Cote: you think directing users to kellymom is being a kellymom groupie. But it would not have been appropriate to dissect your post and show in detail why your advice was misleading - it would have derailed the thread and not helped the OP. It's fair enough , I think, to highlight a concern and then link to another website for more info. Kellymom - more than just one lactation consultant, BTW, and referenced so it is more than mere opinion - is adequate for a fairly basic correction to misinformation like that, for people who want to read a bit more away from the thread. I tried to be polite; you came back all offended and (a bit) rude, so you'll understand my own change of tone now, I am sure
Now - why does 'separating and squeezing' (your method of checking the baby is getting hindmilk) not give us any useful information about a baby's intake? Why on earth would anyone want to do this? Why would doing this tell you anything at all about the baby's well-being or nutrition?
Where to begin?
Ok. Babies do not need to 'drill down' into hindmilk.
A breast may have hindmilk ('hindmilk' = proportionately fattier milk) readily available to the baby, if the breast is not very full. This is because the fat content of breastmilk varies in proportion to the degree of emptiness of the breast.
Even if it is very full, an enthusiastically sucking baby and a mother with a quick letdown will enable fattier milk to reach the baby quickly.
You are suggesting (I think) that in the middle of a feed, the mother removes this enthusiastically sucking baby from the breast in order to squeeze the nipple herself and then judge from the colour and texture of the milk whether the baby is getting hindmilk? Even if you were certain that observation alone would tell you.
Or perhaps you check afterwards, when the baby has stopped sucking or takes a short break.
Why?
Does it tell you if the baby has had enough hindmilk? Does it tell you if the mouthful of milk the baby had before that one was hindmilk?
You are talking as if the milk available to the baby is always two discrete types of milk, and it just isn't.

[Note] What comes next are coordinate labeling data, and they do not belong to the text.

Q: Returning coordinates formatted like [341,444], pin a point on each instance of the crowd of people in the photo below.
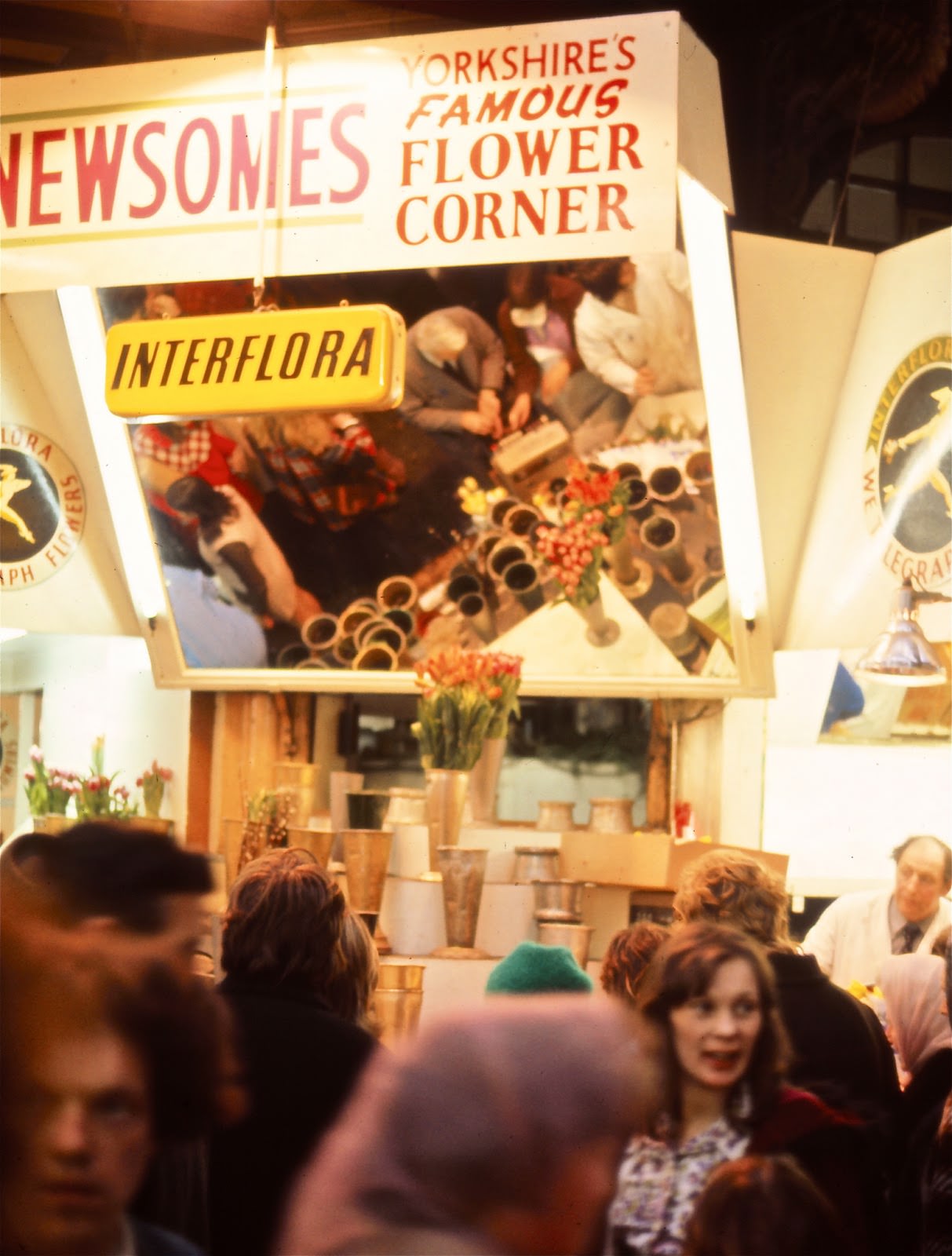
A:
[722,1094]
[276,517]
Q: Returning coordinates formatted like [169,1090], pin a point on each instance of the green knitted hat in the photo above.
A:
[533,969]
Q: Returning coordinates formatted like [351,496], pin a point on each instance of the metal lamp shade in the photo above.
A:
[902,655]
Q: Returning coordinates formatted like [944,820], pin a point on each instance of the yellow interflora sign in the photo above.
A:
[348,357]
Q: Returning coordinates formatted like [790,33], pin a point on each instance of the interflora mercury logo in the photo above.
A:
[907,466]
[42,508]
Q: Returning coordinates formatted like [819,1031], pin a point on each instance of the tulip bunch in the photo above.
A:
[596,498]
[97,795]
[48,789]
[152,783]
[574,556]
[468,695]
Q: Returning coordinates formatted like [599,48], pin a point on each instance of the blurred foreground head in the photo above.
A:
[764,1203]
[496,1128]
[133,896]
[96,1072]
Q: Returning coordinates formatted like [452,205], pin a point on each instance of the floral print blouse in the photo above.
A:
[658,1185]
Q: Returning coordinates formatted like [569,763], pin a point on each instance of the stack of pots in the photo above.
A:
[370,633]
[558,916]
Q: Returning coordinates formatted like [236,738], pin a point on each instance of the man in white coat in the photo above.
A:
[858,933]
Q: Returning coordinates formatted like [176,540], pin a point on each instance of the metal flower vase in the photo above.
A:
[600,630]
[483,780]
[446,798]
[367,854]
[464,871]
[397,1002]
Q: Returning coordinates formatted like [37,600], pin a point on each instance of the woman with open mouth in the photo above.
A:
[711,991]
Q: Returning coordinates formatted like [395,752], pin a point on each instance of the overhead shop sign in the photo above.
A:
[512,144]
[348,357]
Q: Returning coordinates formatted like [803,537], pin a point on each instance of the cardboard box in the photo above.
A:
[646,860]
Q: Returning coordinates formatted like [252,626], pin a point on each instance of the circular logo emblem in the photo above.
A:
[42,508]
[907,466]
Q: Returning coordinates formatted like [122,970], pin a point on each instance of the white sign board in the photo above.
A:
[485,146]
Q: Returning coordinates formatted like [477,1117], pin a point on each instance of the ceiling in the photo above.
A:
[797,75]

In your earlier post you said the milk the OP's baby might be getting was problematic as it was watery and low in fat and that snacking could be an issue. I hope you'll accept that putting a baby on one side only, as you advised, would not be helpful, as it would cut down on the volume of milk made...and it is volume that is crucial to infant intake and indeed, milk supply. Many women will be just fine offering one side per feed only. In the OP's case, I think one sided feeding would be very risky.
Hope that's a bit clearer now.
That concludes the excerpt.